Roughing It in the Bush eBook

This eBook from the Gutenberg Project consists of approximately 662 pages of information about Roughing It in the Bush.

Roughing It in the Bush eBook

This eBook from the Gutenberg Project consists of approximately 662 pages of information about Roughing It in the Bush.

  No tyrant’s fetter binds the soul,
  The mind of man’s above control;
  Necessity, that makes the slave,
  Has taught the free a course more brave;
  With bold, determined heart to dare
  The ills that all are born to share.

  Believe me, youth, the truly great
  Stoop not to mourn o’er fallen state;
  They make their wants and wishes less,
  And rise superior to distress;
  The glebe they break—­the sheaf they bind—­
  But elevates a noble mind.

  Contented in my rugged cot,
  Your lordly towers I envy not;
  Though rude our clime and coarse our cheer,
  True independence greets you here;
  Amid these forests, dark and wild,
  Dwells honest labour’s hardy child.

  His happy lot I gladly share,
  And breathe a purer, freer air;
  No more by wealthy upstart spurn’d,
  The bread is sweet by labour earn’d;
  Indulgent heaven has bless’d the soil,
  And plenty crowns the woodman’s toil.

  Beneath his axe, the forest yields
  Its thorny maze to fertile fields;
  This goodly breadth of well-till’d land,
  Well-purchased by his own right hand,
  With conscience clear, he can bequeath
  His children, when he sleeps in death.

CHAPTER VII

UNCLE JOE AND HIS FAMILY

“Ay, your rogue is a laughing rogue, and not a whit the less dangerous for the smile on his lip, which comes not from an honest heart, which reflects the light of the soul through the eye.  All is hollow and dark within; and the contortion of the lip, like the phosophoric glow upon decayed timber, only serves to point out the rotteness within.”

Uncle Joe!  I see him now before me, with his jolly red face, twinkling black eyes, and rubicund nose.  No thin, weasel-faced Yankee was he, looking as if he had lived upon ’cute ideas and speculations all his life; yet Yankee he was by birth, ay, and in mind, too; for a more knowing fellow at a bargain never crossed the lakes to abuse British institutions and locate himself comfortably among despised Britishers.  But, then, he had such a good-natured, fat face, such a mischievous, mirth-loving smile, and such a merry, roguish expression in those small, jet-black, glittering eyes, that you suffered yourself to be taken in by him, without offering the least resistance to his impositions.
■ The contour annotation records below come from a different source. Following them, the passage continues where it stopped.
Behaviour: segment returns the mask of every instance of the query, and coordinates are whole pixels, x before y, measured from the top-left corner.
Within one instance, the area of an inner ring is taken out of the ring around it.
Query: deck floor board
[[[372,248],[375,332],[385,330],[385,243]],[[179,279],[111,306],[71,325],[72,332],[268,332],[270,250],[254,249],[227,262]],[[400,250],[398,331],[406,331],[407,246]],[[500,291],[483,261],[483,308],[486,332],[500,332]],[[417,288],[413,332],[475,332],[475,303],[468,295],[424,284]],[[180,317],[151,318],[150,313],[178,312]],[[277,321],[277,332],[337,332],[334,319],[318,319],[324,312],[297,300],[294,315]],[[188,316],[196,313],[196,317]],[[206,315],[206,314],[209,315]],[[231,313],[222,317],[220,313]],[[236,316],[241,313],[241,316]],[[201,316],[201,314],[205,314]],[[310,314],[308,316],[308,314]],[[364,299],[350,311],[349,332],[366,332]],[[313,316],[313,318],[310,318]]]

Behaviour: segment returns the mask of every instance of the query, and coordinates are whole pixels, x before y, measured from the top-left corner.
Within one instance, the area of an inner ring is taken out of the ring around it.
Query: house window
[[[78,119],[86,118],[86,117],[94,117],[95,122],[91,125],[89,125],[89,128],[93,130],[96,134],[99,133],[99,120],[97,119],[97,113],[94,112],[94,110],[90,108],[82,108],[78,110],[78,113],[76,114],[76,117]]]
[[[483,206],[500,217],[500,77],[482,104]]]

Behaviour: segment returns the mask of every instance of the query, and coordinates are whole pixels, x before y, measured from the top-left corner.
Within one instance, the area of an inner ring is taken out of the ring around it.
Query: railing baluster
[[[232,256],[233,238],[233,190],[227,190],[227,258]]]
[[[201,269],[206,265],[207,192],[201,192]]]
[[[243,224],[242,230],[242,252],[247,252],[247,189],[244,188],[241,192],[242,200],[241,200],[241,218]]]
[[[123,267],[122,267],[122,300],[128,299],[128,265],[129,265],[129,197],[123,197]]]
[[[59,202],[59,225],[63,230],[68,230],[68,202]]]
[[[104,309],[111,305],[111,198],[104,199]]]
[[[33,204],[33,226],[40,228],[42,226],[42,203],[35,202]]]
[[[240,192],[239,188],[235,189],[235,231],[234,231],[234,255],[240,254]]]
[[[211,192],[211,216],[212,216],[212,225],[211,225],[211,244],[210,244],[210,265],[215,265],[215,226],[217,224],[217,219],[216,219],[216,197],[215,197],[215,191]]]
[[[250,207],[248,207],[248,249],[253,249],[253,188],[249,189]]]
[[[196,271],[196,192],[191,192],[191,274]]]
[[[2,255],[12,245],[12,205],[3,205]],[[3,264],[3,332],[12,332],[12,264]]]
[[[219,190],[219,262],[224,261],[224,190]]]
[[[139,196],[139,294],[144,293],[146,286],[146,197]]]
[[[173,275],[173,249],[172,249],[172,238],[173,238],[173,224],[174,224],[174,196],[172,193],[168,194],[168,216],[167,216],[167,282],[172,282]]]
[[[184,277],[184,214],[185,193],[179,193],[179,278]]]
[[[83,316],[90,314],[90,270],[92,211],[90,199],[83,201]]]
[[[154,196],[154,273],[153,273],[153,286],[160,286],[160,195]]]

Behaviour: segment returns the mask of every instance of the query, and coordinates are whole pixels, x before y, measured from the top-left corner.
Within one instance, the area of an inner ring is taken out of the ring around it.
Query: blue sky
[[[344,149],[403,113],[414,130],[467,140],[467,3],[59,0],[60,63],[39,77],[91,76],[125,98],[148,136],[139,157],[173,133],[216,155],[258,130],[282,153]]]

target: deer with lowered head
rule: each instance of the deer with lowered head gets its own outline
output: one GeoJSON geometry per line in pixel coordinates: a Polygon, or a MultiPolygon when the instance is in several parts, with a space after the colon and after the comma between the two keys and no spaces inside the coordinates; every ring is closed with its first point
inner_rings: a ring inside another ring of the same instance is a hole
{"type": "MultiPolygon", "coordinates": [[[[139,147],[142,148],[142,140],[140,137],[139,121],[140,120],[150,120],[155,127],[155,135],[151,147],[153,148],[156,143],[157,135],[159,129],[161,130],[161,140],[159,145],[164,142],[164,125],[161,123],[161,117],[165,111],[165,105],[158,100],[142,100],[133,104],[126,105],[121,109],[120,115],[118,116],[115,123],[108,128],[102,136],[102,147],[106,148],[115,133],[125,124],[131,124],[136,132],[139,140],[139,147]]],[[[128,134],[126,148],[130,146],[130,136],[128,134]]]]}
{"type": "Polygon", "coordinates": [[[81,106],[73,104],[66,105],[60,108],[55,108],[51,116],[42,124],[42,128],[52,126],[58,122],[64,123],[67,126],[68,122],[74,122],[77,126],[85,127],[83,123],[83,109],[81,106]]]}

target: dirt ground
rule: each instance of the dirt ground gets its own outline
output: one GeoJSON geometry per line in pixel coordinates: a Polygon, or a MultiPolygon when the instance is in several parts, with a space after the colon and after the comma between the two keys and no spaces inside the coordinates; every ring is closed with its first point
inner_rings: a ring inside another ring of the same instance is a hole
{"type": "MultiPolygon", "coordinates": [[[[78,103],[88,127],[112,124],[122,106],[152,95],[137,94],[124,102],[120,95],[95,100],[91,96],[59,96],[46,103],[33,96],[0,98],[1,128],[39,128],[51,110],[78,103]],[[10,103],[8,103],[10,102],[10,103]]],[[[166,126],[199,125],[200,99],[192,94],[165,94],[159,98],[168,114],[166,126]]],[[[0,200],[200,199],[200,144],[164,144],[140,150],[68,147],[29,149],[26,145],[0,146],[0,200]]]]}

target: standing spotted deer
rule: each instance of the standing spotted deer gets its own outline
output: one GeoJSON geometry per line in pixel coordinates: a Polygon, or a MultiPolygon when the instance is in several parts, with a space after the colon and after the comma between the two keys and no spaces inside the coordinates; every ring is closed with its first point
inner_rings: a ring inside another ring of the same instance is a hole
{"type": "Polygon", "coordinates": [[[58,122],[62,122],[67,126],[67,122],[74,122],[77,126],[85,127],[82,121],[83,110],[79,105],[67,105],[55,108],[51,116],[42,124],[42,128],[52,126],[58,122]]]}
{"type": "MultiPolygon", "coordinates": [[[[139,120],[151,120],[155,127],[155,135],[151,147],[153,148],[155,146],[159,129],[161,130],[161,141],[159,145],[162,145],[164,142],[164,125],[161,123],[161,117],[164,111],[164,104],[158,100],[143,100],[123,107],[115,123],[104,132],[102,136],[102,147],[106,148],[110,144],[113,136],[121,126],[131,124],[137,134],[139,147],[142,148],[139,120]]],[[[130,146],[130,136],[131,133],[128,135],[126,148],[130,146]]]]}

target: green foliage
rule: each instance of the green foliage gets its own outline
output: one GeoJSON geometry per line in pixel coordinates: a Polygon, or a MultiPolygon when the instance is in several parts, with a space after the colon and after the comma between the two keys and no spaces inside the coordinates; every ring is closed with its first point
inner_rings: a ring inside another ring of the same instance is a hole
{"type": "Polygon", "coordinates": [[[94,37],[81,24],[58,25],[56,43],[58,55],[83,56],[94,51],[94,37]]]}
Uncle Joe’s father had been a New England loyalist, and his doubtful attachment to the British government had been repaid by a grant of land in the township of H—–.  He was the first settler in that township, and chose his location in a remote spot, for the sake of a beautiful natural spring, which bubbled up in a small stone basin in the green bank at the back of the house.

“Father might have had the pick of the township,” quoth Uncle Joe; “but the old coon preferred that sup of good water to the site of a town.  Well, I guess it’s seldom I trouble the spring; and whenever I step that way to water the horses, I think what a tarnation fool the old one was, to throw away such a chance of making his fortune, for such cold lap.”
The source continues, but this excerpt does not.